Name and address at the top, Telephone number
Birthdate (if you feel it necessary)
Education (all dated items most recent first) Formal art education, Academic education, Apprenticeship, work study programs
One-Man Shows Include date, gallery name, city, country
Juried Exhibitions and Group Shows Student exhibitions – if appropriate
Awards and Grants
Work in Collections
Articles about the Applicant (Include newspaper articles) – Author’s last name, first name; article title, magazine or newspaper (underlined), pages, date
Travel (if appropriate), Languages (if appropriate)
Special skills or interests (if appropriate) i.e. Something the gallery owner can interest customers with: “. . . and the artist collects poisonous snakes in their spare time“.
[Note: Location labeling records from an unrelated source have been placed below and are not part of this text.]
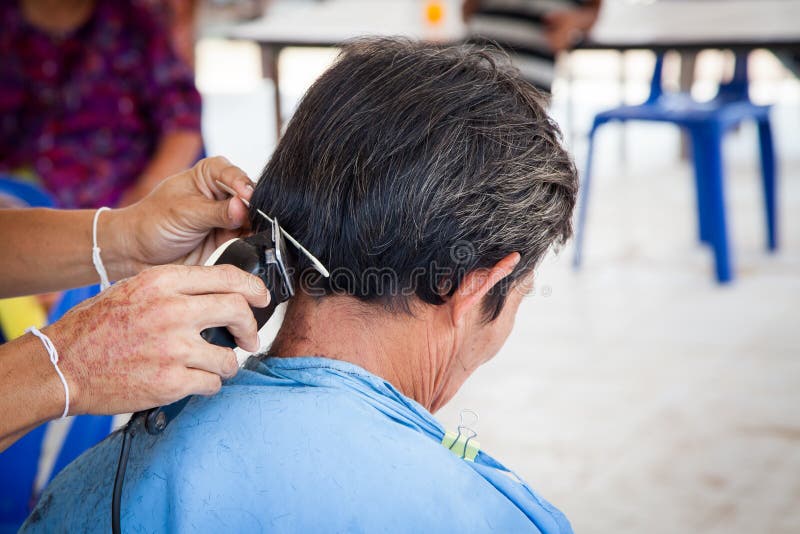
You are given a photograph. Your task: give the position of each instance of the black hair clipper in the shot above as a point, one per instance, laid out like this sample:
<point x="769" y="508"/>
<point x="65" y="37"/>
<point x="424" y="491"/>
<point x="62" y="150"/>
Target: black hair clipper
<point x="264" y="255"/>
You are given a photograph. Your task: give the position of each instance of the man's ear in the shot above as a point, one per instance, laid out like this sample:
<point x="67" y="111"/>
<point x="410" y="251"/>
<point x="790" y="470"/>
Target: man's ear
<point x="476" y="284"/>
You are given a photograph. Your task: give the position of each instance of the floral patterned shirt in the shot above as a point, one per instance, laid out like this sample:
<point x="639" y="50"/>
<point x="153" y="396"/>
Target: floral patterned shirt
<point x="85" y="111"/>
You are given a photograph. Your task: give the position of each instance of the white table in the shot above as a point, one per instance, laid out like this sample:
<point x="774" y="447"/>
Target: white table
<point x="622" y="25"/>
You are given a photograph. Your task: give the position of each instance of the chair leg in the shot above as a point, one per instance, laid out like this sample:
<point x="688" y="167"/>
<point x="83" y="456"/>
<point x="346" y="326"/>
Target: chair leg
<point x="583" y="205"/>
<point x="768" y="181"/>
<point x="709" y="140"/>
<point x="699" y="162"/>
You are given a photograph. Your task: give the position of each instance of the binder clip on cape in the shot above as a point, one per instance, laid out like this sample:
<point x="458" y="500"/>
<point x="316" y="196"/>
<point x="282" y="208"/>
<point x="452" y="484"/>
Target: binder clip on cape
<point x="263" y="255"/>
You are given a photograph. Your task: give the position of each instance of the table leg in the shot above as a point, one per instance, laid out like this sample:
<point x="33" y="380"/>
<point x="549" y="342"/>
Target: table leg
<point x="270" y="55"/>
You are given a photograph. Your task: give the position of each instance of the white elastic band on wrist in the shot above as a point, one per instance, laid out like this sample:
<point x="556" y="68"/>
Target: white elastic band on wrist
<point x="51" y="350"/>
<point x="98" y="262"/>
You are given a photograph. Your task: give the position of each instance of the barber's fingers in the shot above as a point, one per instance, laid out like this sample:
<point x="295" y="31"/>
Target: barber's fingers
<point x="218" y="279"/>
<point x="220" y="361"/>
<point x="199" y="382"/>
<point x="220" y="210"/>
<point x="232" y="312"/>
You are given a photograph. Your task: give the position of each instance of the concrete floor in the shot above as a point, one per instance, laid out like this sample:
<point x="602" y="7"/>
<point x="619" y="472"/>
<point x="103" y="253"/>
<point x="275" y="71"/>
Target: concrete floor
<point x="637" y="394"/>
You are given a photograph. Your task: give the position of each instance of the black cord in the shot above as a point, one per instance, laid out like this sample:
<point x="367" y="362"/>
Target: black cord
<point x="122" y="465"/>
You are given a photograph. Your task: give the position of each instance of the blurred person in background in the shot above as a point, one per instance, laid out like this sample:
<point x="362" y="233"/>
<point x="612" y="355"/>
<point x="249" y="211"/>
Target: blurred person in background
<point x="95" y="104"/>
<point x="532" y="31"/>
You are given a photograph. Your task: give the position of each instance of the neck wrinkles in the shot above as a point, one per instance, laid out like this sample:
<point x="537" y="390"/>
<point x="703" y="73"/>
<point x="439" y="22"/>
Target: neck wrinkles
<point x="409" y="352"/>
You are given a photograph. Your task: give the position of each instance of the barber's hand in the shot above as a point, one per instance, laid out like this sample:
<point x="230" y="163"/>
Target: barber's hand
<point x="183" y="220"/>
<point x="137" y="345"/>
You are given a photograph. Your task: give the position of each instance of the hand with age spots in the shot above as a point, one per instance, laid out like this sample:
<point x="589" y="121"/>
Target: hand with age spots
<point x="185" y="218"/>
<point x="136" y="345"/>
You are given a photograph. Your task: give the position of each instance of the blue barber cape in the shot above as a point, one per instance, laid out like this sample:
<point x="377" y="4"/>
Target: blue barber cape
<point x="295" y="445"/>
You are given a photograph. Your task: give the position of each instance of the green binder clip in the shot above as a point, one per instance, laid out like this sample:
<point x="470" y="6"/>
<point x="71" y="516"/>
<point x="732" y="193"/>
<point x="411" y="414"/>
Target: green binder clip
<point x="463" y="443"/>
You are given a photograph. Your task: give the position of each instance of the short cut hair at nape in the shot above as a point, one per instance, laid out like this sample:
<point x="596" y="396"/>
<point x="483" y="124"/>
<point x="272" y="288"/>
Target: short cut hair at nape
<point x="407" y="165"/>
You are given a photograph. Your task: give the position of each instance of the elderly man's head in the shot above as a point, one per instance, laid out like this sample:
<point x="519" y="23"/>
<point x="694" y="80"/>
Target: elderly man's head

It is a very good idea to pay for a professional typist to type your resume as they are familiar with typing conventions, make few mistakes and have a professional quality word processor which lends an air of respectability to even a small resume. The copies made should be done on the best quality copier available as the grainy, smeared copies so often produced from over-used equipment detract from the resume. The resume should be in an acetate or vinyl report binder to protect it and add to the presentation. If you have your own computer you will be able to produce quality resumes
The page of numbered slides should have little red dots on the lower left hand corner of each one and your name legible on each. The dot is on the side of the slide which is the correct view of the object (ie you can read the writing). With a black permanent marker draw a little arrow in the top right hand corner of the slide to show which way is up. When the slides are loaded in a carousel the red dot will show so the viewer knows they have the slide upside down and oriented correctly for viewing. Many people like labels on each slide listing title, materials, size, date of the work. The slides, together with a page of numbered slide descriptions, goes in another acetate or vinyl binder. All this looks slick, lets you put less cramped information about each slide on the sheet and allows the viewer to read about the slides while using a projector. Look at slide library slides to learn the conventions for slides.
Xerox copies of important articles may be included as may some black and white glossy prints (5″ x 4″ min.) for the gallery to use in publicity should they decide to use your work. I have color post cards of my work made every year and because they are cheap per unit i can include color pictures of my work in every package. Color lends a curious validity to one’s work. Post cards have the advantage of being already half-tone screened so that they serve admirably for publication in newspapers-a fact that may need pointing out to the recipient. If one makes post cards regularly then one can offer 500 or a thousand cards free to a gallery as exhibition announcements as an incentive. Of course maybe you will get them done by the gallery for free or be able to go halves on a card for a specific show. Always ask for an overrun with such printings.
Finally, you should include return postage. This gives a professional effect (you often get the stamps back) and is a bit of insurance for getting your slides back.
All of the above is a guide, not the only way to do things. However, the better your presentation the more seriously galleries take you and the better your results. This holds especially true when applying for an exhibition in a gallery.